Remnant cholesterol and systemic inflammation are two key, interrelated pathways in atherosclerosis. We examined whether the remnant cholesterol inflammatory index (RCII; remnant cholesterol × C-reactive protein/10) predicts incident cardiovascular disease (CVD) among adults in early cardiovascular–kidney–metabolic (CKM) stages.

Methods

We analyzed 5,961 China Health and Retirement Longitudinal Study participants aged ≥ 45 years (baseline 2015; follow-up through 2020) classified as CKM stages 0–3 and free of baseline CVD. Incident CVD (heart disease or stroke) was identified from self-reported physician diagnoses.
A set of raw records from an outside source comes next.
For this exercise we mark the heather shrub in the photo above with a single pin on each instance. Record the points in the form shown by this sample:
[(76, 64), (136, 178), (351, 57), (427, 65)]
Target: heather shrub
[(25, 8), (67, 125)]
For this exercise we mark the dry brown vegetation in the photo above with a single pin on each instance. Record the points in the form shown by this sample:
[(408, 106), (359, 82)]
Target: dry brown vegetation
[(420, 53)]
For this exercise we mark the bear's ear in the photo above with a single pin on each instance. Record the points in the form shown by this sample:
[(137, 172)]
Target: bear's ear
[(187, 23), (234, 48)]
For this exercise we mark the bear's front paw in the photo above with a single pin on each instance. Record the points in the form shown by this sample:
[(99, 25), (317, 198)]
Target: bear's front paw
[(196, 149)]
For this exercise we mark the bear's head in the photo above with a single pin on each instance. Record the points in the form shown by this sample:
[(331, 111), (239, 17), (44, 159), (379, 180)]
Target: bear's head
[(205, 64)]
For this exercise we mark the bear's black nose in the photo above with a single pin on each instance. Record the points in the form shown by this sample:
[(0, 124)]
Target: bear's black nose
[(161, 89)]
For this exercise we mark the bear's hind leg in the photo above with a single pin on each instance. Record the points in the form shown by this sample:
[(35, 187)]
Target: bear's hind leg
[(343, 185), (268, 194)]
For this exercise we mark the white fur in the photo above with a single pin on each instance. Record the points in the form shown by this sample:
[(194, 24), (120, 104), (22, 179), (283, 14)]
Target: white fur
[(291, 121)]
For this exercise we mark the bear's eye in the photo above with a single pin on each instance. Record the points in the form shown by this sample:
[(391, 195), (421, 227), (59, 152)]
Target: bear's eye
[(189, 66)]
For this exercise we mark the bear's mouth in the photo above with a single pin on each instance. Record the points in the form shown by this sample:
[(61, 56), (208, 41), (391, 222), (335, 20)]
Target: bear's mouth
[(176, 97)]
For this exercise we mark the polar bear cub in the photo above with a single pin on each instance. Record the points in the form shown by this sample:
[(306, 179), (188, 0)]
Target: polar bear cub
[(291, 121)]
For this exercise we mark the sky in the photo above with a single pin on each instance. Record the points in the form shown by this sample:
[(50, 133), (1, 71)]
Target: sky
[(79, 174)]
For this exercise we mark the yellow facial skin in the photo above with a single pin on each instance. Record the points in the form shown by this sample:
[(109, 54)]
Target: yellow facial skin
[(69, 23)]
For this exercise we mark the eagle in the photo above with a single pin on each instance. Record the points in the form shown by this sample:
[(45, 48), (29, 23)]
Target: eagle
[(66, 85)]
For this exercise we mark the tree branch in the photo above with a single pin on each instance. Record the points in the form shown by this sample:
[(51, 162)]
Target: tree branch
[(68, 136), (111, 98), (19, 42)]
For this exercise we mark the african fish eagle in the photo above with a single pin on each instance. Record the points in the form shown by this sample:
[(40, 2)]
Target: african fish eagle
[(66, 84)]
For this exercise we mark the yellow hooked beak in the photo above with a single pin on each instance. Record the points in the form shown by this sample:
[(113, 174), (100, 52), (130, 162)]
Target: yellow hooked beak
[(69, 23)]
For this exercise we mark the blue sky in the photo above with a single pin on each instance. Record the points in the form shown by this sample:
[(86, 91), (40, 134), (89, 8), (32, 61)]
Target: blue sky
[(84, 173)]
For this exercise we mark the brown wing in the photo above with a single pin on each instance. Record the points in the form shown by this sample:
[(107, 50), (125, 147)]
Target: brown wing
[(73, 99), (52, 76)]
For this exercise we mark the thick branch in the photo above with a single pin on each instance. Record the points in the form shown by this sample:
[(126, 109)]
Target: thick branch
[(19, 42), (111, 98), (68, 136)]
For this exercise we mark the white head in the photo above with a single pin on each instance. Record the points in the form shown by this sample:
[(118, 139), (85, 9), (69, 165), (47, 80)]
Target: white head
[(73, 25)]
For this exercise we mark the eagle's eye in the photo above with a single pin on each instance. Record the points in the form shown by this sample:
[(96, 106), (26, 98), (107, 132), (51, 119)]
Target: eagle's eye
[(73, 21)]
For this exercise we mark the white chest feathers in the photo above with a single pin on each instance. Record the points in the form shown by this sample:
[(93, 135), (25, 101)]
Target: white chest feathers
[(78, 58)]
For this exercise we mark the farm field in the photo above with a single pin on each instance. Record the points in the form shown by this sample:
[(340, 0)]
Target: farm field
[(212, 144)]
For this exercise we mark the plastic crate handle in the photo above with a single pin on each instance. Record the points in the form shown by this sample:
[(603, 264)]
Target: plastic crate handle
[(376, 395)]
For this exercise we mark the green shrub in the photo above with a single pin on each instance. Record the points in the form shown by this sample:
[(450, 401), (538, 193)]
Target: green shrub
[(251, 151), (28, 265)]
We used multivariable Cox models with hierarchical adjustment, assessed dose–response patterns using restricted cubic splines, and conducted prespecified subgroup and exploratory mediation analyses.

Results

Over a median follow-up of 5.00 years (IQR, 5.00–5.09), 1,080 incident CVD occurred (18.1%). Each 1-unit increase in log-RCII was associated with higher CVD risk in the fully adjusted model (hazard ratio [HR] 1.070, 95% CI 1.016–1.127; P = 0.010). Compared with quartile 1, quartile 4 had increased risk (HR 1.239, 95% CI 1.029–1.492; P = 0.024; P for trend = 0.043). The dose–response association was linear (P for nonlinearity = 0.795), and no effect modification was detected (all P for interaction > 0.05). Systolic blood pressure mediated 5.0% (95% CI 1.10% to 17.00%) of the RCII–CVD association.

Conclusions

Higher RCII was modestly associated with incident CVD across early CKM stages, suggesting a simple research marker to identify individuals at higher risk during a prevention window. Standardized thresholds and external validation of incremental predictive value are needed before clinical use.